With her involvement as a co-captain of the track and field team, a member of Kappa Alpha Theta, Rhythm n Motion, TOPSoccer, Swarthmore African-American Student Society, Orientation Committee, Student-Athlete Advisory Committee, Student Activities Committee, and as a waitress at Paces Café among other things, Ebose has made a name for herself on and off the field. But just as her accomplishments span from the athletic to the academic realm, so does her modesty.

“[Ebose] is very modest about her accomplishments because she has such an incredible drive to always do better,” Nee explained. “So even at a meet, where she sets a personal record or even a school record, if you ask her how she did she’ll just say she did okay because she doesn’t want to brag and she knows she can do better.”

When asked what her greatest accomplishment was, Ebose began, “I think I haven’t achieved my greatest accomplishment yet,” and after pausing for a moment, finished with, “but I’m really proud of my team.” By placing an emphasis on the team’s fantastic performance last semester (2nd place at conferences) and attempting to trivialize her own admirable performance, Ebose illustrates her humble personality and incredible conviction to constantly outdo herself and create a lasting legacy.

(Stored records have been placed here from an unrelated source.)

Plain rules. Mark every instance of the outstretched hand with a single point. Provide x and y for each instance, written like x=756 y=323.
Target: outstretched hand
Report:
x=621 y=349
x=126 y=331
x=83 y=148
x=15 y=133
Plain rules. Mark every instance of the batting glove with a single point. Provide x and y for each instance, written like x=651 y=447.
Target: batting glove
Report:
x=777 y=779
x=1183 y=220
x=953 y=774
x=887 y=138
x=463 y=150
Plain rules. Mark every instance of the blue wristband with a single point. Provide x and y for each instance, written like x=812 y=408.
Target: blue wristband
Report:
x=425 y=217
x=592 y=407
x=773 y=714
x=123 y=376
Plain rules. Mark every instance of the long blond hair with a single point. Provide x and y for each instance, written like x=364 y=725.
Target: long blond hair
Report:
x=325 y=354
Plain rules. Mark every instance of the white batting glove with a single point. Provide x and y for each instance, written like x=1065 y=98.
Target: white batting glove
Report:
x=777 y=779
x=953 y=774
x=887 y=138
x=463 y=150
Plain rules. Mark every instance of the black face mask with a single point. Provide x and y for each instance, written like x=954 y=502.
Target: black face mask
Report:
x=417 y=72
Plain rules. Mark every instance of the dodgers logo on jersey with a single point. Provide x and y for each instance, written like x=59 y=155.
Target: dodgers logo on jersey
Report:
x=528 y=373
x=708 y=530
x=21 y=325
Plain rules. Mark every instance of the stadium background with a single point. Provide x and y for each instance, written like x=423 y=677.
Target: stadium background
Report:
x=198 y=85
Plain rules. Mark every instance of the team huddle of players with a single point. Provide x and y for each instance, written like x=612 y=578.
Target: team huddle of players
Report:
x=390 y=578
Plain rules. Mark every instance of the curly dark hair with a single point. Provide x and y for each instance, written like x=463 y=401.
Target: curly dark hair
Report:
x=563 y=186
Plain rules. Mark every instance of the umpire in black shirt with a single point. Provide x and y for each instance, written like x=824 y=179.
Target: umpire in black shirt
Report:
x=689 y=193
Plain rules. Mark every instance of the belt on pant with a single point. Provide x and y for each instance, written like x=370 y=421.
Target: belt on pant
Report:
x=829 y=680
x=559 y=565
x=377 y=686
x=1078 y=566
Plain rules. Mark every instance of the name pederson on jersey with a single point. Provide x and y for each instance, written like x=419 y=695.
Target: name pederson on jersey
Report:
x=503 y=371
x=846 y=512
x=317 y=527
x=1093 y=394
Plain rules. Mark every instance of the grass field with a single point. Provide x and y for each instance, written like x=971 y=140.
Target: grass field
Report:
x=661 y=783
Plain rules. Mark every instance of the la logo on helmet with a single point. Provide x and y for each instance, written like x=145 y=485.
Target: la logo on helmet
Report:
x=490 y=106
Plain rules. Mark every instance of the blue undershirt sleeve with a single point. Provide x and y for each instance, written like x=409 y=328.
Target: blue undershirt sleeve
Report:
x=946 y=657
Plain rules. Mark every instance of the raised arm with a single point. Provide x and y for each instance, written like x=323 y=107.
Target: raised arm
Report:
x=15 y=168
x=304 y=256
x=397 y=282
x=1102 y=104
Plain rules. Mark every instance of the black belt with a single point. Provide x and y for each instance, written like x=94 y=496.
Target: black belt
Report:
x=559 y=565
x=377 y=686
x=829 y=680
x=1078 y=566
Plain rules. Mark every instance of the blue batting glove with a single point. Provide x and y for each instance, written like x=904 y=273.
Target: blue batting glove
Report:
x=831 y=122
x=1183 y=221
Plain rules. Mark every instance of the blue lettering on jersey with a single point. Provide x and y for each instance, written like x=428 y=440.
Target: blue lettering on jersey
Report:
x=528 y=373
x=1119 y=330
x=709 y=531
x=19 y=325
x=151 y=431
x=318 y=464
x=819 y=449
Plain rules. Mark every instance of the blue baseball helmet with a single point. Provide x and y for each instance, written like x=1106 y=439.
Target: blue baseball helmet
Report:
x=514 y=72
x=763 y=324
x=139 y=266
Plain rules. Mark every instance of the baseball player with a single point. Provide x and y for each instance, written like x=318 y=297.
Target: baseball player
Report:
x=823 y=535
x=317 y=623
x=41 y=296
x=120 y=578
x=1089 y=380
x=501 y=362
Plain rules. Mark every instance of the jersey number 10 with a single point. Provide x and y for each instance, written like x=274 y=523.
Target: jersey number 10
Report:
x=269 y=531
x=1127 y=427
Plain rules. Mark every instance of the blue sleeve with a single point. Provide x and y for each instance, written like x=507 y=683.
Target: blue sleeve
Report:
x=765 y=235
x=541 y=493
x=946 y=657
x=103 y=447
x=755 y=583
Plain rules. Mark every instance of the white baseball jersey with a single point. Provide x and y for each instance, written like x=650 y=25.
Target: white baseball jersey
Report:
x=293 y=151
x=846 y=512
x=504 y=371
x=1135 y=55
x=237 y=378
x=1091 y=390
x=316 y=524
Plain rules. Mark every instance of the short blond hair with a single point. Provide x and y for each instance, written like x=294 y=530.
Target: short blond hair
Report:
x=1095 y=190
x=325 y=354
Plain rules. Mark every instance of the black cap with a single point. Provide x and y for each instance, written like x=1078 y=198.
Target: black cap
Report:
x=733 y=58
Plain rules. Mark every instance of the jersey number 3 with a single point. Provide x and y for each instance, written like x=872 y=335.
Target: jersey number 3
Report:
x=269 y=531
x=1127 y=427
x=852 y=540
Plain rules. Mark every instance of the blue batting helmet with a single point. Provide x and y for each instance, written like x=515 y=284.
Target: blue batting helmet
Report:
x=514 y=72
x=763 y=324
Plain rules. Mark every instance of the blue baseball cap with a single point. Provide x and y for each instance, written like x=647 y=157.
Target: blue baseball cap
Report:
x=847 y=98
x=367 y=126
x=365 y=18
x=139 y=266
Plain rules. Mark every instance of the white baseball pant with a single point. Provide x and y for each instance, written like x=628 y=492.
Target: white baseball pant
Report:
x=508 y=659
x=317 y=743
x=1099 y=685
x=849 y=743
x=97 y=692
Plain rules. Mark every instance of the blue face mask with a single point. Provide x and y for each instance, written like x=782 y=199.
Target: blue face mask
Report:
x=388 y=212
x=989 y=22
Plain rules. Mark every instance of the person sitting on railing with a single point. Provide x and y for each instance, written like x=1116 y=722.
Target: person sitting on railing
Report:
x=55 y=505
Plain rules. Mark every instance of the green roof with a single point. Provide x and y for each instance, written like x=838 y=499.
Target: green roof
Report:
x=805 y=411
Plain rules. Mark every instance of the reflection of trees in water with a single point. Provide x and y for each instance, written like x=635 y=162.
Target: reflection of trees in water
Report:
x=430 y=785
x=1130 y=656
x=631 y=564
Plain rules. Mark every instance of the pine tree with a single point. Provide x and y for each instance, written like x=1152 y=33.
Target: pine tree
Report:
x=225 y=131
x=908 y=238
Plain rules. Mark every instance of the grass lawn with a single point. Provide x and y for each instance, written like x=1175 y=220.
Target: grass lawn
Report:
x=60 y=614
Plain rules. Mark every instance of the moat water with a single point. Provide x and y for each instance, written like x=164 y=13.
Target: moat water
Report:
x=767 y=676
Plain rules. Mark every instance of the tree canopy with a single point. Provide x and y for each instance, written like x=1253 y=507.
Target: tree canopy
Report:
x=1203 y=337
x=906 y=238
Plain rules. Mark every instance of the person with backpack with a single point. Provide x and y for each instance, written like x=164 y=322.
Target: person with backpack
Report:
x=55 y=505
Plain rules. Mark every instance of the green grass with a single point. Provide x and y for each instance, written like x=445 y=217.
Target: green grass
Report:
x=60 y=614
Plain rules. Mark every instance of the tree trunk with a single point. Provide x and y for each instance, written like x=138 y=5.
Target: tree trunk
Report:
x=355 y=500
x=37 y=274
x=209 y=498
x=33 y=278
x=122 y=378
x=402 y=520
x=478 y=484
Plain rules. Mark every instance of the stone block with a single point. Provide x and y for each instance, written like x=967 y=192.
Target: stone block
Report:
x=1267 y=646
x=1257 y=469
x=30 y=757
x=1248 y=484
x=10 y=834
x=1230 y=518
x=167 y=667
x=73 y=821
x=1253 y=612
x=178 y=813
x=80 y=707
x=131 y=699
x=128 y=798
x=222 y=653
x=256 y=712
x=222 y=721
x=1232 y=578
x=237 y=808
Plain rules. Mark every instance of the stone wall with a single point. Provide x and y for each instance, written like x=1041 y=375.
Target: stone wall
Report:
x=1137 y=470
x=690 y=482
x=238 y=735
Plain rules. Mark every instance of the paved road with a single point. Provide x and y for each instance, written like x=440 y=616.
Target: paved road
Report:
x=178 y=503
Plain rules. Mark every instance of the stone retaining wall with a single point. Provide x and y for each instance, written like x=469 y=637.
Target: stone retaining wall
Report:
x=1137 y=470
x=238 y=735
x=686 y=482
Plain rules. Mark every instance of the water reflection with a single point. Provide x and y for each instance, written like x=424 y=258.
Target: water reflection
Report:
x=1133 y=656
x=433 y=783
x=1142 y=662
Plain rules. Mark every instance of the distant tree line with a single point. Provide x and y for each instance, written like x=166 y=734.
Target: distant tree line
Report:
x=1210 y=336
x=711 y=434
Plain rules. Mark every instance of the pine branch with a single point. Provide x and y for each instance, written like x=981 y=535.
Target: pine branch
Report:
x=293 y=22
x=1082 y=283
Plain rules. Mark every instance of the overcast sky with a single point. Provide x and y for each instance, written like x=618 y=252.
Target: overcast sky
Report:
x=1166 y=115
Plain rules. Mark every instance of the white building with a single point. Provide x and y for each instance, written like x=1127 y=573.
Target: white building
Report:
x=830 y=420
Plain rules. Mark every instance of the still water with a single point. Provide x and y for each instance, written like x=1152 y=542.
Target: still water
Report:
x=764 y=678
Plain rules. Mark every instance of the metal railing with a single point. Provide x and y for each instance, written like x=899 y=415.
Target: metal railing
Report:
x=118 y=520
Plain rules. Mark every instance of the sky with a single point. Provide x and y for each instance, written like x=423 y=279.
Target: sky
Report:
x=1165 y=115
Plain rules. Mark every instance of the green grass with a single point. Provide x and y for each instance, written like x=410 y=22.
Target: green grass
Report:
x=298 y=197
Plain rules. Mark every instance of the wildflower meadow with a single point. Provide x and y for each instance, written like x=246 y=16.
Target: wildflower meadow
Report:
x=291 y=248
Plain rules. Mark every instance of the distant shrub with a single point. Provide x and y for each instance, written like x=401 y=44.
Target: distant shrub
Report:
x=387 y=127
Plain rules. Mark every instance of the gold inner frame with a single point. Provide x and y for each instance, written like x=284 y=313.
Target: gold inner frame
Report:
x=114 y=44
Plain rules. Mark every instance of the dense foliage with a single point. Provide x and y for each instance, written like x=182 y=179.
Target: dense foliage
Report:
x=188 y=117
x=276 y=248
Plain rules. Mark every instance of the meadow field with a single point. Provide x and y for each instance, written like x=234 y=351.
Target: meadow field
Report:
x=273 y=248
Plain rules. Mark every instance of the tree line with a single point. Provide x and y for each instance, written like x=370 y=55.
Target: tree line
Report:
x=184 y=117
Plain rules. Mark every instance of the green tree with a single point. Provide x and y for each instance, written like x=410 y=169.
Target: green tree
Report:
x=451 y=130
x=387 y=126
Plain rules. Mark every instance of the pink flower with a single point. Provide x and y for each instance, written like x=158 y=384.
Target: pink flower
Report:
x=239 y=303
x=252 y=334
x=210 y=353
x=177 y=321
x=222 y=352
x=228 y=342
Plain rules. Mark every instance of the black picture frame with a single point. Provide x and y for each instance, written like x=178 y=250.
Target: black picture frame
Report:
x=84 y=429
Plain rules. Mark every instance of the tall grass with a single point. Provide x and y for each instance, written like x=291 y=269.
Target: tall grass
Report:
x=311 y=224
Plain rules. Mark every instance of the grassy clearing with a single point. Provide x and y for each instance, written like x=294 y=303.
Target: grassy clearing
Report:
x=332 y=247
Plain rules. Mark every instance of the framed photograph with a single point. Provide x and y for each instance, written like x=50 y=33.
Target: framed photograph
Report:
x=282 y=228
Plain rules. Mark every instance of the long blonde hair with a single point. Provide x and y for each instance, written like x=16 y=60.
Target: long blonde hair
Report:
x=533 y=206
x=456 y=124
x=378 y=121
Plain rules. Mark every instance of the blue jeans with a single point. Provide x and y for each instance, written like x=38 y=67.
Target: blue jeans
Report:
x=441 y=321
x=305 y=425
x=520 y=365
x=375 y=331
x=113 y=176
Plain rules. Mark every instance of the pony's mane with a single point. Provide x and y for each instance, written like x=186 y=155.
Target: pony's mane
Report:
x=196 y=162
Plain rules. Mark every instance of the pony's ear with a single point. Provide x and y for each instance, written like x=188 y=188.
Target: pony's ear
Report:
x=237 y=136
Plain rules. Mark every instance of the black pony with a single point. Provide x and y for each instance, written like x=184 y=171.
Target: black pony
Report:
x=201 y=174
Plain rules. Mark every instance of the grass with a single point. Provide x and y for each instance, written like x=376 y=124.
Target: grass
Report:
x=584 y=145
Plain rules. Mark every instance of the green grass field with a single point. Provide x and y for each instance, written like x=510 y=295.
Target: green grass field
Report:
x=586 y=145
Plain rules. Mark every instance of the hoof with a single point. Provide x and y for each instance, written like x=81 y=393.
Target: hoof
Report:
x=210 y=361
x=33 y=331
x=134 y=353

Ebose’s goals of becoming an All-American athlete and qualifying for nationals seem, given her determination, completely reachable, to say the least. A strong, passionate and highly-involved woman, Ebose and her resolve to succeed serve as an inspiration for the over-achieving Swarthmore student.

So Swatties take note: Ebose may already have 3 records and a boatload of extra-curriculars under her belt, but her incredible amount of persistence can assure you that she’s definitely not done yet.